EXISTE cierta semejanza entre las bilbainadas y aquellas notas y letras de las llamadas canciones de ciego, muestras populares entre las que se aireaban noticias y sucesos en plazas de los pueblos. A ello hay que añadir que durante los siglos XIX y XX la influencia de los ritmos de la habanera les dieron el son que aún hoy, aunque a duras penas, perdura. Estas melodías recogen lo mejor de las tradiciones y la idiosincrasia de una tierra que, al decir de sus habitantes, es el paraíso en la tierra. No por nada, las citadas bilbainadas han cantado las gracias de la ciudad durante décadas.

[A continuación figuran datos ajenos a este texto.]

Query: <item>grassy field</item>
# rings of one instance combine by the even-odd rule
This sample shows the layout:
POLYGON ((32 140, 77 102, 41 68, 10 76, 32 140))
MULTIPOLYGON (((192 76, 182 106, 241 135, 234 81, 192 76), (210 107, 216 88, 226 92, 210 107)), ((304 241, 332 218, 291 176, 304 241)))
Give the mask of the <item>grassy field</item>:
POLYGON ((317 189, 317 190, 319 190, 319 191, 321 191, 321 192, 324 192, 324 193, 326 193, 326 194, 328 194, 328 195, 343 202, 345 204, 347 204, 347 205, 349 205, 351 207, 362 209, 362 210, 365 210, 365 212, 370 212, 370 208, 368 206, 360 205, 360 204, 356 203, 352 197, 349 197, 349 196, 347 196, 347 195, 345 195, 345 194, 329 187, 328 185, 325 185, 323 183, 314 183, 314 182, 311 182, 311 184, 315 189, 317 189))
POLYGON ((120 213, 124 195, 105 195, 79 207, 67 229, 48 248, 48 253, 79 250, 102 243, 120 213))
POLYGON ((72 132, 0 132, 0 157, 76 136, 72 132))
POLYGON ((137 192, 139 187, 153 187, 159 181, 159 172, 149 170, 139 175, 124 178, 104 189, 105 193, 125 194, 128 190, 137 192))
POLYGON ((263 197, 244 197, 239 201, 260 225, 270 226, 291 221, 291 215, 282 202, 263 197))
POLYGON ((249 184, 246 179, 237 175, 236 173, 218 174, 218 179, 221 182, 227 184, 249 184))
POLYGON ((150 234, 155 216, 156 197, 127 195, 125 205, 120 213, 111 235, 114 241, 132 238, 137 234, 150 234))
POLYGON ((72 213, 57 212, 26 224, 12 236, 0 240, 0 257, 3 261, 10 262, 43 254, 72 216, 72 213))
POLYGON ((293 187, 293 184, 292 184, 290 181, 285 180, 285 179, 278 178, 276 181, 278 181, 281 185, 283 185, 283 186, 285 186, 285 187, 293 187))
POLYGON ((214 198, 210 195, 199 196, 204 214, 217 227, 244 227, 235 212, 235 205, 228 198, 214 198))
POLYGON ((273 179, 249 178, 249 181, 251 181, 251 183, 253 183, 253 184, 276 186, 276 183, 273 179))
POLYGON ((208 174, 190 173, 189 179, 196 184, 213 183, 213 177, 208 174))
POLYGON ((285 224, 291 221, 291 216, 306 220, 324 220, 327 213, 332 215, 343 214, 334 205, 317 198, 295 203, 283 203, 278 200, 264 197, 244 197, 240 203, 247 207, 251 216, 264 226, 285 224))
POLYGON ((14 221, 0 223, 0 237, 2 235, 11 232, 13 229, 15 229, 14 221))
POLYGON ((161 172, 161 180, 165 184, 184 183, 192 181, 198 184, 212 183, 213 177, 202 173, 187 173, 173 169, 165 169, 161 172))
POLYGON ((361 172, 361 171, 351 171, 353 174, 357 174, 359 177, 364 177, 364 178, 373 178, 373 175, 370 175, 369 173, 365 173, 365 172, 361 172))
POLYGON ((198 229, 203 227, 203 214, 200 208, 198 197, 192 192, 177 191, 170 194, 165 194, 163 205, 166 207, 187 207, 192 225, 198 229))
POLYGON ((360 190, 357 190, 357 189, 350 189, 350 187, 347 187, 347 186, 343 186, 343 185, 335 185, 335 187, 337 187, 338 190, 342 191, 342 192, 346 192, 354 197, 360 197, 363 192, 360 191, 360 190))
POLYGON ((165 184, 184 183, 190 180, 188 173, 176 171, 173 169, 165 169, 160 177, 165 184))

Hoy las cosas han cambiado y se calibran las ciudades con otros parámetros bien distintos al del corazón y los sentimientos. Lo acabamos de comprobar en el encuentro con una delegación del jurado que ha pasado por el botxo para decidir si es verdad eso que tanto pregonamos desde hace décadas: que Bilbao es la mejor ciudad europea. Van a mirar bajo las sayas de la ciudad para ver cómo andan de infraestructuras y de servicios urbanos: cuál es el mapa político, a qué ritmo late la cultura local, la calidad de vida y el bienestar; por dónde respira la sostenibilidad y el medio ambiente; qué aptitudes tienen para la conectividad y que cualidades para hacer posible el éxito comercial y su viabilidad. Mucho me temo -¡ay, el tiempo que se nos fue!- que el ladino francés que montó una peluquería y el ingles que vino a Bilbao por ver la ría y el mar ni pinchan ni cortan en esta decisión. Y mire que eran europeos. De pura cepa.